Pour rien au monde, elle ne raterait son rendez-vous. Yumi, 33 ans, travaille dans une société d’animation à Tokyo qui l’envoie deux fois par an à Paris prospecter dans le secteur de la production… Et son rituel consiste, le dernier jour de son voyage, à se rendre chez Hédiard, la célèbre épicerie fine de la place de la Madeleine. Le panier en osier garni de boîtes de thé aromatisé à la bergamote, de confitures de coings épicés à la cannelle, la jeune femme hésite entre le pain d’épices maison et les petits-beurre conditionnés dans les fameuses boîtes en fer blanc.  » Bien sûr nous avons des points de vente Hédiard au Japon mais ce n’est pas pareil, dit-elle dans un français impeccable. Pourquoi croyez-vous que tant de Japonaises achètent les créations Louis Vuitton à Paris alors que nous avons le plus grand mégastore de la marque au monde à Tokyo ? Pas seulement parce que c’est moins cher en Europe mais parce qu’à Paris vous avez le sentiment d’acheter l’original. C’est une plus value, comme acheter Gucci à Milan plutôt que Francfort.  »

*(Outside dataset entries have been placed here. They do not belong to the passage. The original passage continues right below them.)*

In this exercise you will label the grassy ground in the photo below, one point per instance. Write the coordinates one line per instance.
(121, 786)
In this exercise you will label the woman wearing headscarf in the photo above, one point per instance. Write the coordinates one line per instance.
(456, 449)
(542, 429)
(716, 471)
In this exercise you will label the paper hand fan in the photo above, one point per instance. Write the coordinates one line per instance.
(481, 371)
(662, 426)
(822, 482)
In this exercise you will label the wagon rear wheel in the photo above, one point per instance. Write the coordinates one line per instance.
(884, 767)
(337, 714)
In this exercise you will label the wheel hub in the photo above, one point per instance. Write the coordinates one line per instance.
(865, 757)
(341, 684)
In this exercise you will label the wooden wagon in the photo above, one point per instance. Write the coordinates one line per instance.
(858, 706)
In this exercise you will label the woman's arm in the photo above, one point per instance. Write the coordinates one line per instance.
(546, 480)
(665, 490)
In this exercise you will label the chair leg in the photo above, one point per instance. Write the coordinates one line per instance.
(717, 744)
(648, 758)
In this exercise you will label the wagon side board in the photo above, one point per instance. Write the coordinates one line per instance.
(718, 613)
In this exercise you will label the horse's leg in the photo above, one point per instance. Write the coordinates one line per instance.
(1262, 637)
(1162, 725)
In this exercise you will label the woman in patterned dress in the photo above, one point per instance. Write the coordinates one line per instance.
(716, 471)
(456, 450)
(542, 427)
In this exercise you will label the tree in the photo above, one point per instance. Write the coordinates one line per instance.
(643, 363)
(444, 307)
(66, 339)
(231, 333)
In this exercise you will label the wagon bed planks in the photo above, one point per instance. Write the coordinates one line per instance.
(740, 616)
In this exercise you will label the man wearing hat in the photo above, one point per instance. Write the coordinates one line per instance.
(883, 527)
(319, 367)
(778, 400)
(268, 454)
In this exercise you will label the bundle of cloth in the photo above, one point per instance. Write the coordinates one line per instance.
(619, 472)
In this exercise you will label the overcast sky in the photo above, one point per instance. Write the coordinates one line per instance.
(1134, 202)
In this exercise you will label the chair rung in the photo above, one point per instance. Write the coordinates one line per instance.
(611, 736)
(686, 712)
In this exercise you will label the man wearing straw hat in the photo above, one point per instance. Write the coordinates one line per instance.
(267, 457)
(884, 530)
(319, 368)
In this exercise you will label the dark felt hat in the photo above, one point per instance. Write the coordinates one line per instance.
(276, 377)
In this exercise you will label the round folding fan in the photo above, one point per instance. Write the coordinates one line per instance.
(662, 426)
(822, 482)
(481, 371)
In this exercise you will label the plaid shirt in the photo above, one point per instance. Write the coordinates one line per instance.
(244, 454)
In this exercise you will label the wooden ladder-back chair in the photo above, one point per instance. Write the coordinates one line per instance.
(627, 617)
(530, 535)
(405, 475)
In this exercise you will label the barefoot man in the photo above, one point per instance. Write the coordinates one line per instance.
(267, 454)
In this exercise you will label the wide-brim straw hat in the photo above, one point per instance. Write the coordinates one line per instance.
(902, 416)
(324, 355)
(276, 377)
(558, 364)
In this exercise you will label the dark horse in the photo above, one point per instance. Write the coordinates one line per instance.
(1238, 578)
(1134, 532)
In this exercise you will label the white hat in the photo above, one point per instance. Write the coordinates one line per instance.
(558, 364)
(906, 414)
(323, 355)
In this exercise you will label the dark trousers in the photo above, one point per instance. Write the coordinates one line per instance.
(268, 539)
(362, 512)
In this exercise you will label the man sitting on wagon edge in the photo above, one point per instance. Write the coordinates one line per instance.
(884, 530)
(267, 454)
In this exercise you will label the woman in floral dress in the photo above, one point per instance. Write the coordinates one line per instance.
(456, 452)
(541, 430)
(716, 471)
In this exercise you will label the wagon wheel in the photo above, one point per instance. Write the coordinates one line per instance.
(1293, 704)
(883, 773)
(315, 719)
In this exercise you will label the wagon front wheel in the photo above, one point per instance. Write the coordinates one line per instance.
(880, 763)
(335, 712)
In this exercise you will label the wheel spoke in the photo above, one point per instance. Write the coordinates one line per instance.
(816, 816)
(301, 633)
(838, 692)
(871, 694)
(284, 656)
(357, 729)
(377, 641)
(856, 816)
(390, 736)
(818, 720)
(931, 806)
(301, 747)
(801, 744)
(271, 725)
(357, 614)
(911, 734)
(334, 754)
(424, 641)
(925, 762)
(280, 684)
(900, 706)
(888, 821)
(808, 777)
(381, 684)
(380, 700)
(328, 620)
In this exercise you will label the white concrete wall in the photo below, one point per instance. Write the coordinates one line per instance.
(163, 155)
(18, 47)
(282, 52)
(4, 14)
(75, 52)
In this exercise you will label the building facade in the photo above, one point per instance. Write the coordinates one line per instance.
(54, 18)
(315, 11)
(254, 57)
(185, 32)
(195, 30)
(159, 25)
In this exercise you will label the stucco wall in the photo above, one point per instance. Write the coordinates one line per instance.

Hédiard serait donc à la gourmandise ce que Chanel ou Hermès est à la haute couture ; une sorte d’impeccable label  » made in France « , brodé d’or, synonyme de savoir-faire inégalable. La marque travaille depuis exactement 150 ans à entretenir et peaufiner cette image d’excellence qui est la sienne. Elle n’a pas le monopole en la matière, certes, mais Fauchon, l’autre épicerie fine de prestige, située sur le trottoir d’en face, a la faiblesse des cadets selon son rival ; 119 ans seulement, une broutille. Osons les rapprochements : tous deux ont un penchant pour le charme désuet des corbeilles de fruits confits, le goût des coffrets de liqueurs, chacun vous reçoit avec tact par un personnel en tablier (la marque de l’honnête artisan) au milieu d’un amoncellement savamment échafaudé de victuailles. Mais chacun à ses spécialités, et tant pis si se sont parfois les mêmes.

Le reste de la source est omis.